To scale out across compute nodes, genotyping operations can be decomposed and parallelized along two dimensions: shards of the sample set on the one hand, and non-overlapping genomic regions on the other hand. If the gVCF data are appropriately sharded on the compute nodes, or stored in a "cloud database" abstracting us from the storage locality, then the genotyping algorithm steps outlined above require very little movement of intermediate data between nodes - essentially just allele lists. (The final genotype matrix must be retrieved of course, and this is why it may not always be preferable to produce a "VCF file" in the end.)

We haven't yet decided on the framework for orchestrating the distributed genotyping operations. Given the modest data movement needs, a lot of different frameworks could work here. Our first thought is to have a coordinator node that makes REST/Thrift/gRPC remote procedure calls to other nodes to discover alleles and then request genotyping of unified sites; the delineation and unification just happens on the coordinator node. We'll bake as much core functionality as possible into this C++ library (libglnexus), so the orchestration mechanism could even be modularized.
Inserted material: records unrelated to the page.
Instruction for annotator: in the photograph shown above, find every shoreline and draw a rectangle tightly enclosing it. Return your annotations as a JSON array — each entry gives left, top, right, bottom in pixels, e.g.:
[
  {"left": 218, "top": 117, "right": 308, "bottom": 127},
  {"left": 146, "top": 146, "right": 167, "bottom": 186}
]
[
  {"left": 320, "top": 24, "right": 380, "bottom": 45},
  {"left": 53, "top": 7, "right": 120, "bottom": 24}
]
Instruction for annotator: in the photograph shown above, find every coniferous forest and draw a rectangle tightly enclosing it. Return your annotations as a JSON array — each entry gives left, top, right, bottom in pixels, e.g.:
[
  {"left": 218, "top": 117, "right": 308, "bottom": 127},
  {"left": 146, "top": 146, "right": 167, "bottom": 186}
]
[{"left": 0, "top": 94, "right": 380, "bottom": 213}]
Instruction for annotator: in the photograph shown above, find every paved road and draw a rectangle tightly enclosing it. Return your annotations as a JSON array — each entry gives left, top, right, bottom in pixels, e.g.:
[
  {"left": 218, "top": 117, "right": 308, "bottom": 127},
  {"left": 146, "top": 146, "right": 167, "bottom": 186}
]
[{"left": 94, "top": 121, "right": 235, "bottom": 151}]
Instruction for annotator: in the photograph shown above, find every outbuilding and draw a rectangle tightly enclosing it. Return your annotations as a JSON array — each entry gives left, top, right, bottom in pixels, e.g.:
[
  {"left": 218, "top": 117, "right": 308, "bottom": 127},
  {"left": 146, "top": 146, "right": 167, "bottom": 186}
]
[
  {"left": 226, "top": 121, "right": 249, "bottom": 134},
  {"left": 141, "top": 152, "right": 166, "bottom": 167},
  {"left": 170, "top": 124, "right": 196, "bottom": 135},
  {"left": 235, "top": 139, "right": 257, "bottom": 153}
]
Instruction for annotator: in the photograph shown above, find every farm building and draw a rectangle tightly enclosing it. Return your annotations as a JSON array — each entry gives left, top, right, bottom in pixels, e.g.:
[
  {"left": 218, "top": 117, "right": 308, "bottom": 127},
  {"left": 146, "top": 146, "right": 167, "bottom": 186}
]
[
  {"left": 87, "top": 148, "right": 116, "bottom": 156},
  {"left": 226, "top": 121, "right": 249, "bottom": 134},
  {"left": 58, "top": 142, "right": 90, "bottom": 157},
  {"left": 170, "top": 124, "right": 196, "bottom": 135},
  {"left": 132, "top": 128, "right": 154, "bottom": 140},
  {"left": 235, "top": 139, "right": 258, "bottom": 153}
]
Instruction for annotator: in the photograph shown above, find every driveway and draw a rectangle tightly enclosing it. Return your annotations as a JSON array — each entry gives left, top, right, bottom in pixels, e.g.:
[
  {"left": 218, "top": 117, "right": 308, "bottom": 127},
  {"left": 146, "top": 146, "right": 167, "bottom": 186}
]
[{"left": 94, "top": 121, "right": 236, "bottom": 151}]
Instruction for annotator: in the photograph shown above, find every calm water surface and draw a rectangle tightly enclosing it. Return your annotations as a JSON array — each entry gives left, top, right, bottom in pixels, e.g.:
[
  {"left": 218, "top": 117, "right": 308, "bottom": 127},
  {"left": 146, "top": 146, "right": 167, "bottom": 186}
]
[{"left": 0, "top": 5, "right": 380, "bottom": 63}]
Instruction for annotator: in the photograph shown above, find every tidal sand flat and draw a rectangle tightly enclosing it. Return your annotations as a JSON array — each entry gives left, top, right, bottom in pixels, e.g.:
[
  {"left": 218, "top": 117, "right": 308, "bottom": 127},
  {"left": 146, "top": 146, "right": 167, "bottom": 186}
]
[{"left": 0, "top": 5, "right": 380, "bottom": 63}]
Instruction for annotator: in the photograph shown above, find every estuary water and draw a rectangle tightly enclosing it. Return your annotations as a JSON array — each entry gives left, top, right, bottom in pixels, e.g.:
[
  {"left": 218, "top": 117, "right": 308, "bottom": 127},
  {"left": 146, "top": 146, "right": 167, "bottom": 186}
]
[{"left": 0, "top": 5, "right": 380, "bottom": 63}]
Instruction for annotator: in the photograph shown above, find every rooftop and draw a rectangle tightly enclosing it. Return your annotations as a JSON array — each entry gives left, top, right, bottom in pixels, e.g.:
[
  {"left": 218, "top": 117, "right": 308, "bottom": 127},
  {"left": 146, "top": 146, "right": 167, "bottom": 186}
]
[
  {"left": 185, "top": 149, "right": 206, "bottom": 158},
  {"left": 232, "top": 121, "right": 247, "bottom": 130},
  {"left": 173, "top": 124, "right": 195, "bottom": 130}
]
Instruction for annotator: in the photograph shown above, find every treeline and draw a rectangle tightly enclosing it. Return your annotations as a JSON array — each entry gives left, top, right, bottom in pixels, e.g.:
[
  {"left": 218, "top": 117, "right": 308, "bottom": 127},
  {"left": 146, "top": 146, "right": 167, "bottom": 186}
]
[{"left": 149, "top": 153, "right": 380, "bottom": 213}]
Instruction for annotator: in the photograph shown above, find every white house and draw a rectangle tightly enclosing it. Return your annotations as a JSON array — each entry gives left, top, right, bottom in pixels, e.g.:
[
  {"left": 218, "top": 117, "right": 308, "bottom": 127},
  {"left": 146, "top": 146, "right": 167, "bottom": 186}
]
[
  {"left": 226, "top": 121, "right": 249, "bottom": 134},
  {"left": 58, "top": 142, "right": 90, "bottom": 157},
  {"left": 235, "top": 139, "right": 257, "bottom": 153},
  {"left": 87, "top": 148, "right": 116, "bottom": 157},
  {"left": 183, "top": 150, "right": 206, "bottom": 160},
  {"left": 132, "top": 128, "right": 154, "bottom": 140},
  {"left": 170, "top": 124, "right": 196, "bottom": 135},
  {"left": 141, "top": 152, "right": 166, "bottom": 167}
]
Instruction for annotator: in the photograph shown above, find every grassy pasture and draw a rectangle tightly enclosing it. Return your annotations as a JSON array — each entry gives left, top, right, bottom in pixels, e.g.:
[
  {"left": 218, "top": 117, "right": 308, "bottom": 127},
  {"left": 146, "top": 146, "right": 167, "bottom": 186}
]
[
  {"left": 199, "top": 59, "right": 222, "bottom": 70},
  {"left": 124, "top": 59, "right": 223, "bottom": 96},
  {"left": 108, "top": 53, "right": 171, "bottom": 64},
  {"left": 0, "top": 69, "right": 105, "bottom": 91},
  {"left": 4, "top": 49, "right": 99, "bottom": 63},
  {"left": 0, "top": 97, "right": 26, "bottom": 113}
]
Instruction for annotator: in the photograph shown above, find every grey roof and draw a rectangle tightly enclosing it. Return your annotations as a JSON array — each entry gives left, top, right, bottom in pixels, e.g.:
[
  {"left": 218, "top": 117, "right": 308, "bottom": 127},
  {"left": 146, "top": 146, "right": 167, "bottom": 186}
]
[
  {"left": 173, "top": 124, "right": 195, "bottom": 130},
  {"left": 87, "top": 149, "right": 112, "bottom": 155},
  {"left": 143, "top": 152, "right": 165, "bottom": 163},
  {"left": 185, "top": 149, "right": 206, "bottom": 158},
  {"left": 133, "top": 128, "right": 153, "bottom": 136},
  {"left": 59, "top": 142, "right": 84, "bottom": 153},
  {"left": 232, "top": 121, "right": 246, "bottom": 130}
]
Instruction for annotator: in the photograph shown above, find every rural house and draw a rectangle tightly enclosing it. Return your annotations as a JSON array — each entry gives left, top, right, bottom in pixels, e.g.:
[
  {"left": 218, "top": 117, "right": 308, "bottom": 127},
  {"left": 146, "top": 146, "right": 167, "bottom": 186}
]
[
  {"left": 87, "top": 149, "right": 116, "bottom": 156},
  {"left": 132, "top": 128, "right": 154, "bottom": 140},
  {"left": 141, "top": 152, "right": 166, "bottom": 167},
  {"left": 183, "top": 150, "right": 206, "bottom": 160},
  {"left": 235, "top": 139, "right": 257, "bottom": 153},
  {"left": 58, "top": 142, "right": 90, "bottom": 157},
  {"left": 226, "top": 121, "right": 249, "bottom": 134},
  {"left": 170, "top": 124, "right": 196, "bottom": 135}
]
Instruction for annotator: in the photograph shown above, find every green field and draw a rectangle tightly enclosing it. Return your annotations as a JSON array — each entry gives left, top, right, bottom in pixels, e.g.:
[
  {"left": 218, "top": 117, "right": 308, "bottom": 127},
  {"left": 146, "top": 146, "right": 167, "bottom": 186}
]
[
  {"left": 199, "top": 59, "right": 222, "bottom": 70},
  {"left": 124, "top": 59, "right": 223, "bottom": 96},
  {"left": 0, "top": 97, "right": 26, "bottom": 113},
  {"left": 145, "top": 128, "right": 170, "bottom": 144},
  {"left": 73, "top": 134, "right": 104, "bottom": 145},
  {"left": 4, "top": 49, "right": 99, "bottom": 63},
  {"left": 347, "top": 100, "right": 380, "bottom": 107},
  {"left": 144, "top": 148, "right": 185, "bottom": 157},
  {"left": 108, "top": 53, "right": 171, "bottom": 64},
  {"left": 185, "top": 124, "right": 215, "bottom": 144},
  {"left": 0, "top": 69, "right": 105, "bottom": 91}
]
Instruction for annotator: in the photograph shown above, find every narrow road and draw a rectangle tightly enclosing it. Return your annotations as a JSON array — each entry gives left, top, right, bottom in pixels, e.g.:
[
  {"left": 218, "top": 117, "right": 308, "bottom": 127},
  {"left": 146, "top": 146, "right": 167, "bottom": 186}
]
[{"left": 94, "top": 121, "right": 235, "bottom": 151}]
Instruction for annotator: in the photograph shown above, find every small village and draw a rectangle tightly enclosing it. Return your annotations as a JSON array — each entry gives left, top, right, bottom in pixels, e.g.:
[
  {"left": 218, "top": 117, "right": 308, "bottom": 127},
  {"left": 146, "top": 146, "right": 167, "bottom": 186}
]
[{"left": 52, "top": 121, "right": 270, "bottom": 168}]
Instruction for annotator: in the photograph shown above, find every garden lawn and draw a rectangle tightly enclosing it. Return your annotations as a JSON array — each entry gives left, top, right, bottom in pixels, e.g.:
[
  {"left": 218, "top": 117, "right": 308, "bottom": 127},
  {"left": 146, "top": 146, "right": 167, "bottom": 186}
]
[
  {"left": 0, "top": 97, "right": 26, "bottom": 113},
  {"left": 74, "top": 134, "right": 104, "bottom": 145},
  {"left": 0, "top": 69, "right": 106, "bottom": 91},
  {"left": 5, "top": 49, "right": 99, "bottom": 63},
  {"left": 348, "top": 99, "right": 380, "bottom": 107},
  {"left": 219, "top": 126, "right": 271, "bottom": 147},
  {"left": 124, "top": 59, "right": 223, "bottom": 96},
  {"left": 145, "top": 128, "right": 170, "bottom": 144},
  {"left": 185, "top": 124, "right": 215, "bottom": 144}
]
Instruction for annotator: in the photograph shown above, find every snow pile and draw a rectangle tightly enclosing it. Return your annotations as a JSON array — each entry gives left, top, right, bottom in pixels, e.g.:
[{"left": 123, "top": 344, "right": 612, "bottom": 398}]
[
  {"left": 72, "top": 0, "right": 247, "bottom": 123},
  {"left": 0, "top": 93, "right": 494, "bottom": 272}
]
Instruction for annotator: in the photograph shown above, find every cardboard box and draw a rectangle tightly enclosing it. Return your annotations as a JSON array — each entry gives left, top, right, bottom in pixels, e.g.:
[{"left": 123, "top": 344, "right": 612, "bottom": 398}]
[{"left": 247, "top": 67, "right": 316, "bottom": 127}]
The web-friendly RPC protocol we have postulated immediately suggests a possible non-copying mechanism for federated variant discovery and genotyping across projects/institutions/clouds.

Discussion questions

  • Is joint genotyping truly necessary in the era of cheap high-coverage WES/WGS? Note, the concept encompasses at least three separable pillars:
    • Allele unification and "squaring off" the genotype matrix
    • Updating estimates of population allele frequencies (priors)
    • Modeling and compensating for systematic errors
  • Is someone else already building something like this, with which we'd be able to serve our customers/partners?
  • Will adopting the [g]VCF data model grant us a solid window of valuable service, before fundamentally different paradigms (e.g. reference graph, [long] read-based phasing/SV) are ready for population-scale projects?
  • Is our factorization of the genotyping algorithm missing cross-site dependencies in the likelihood model, or any other key dimensions of the problem?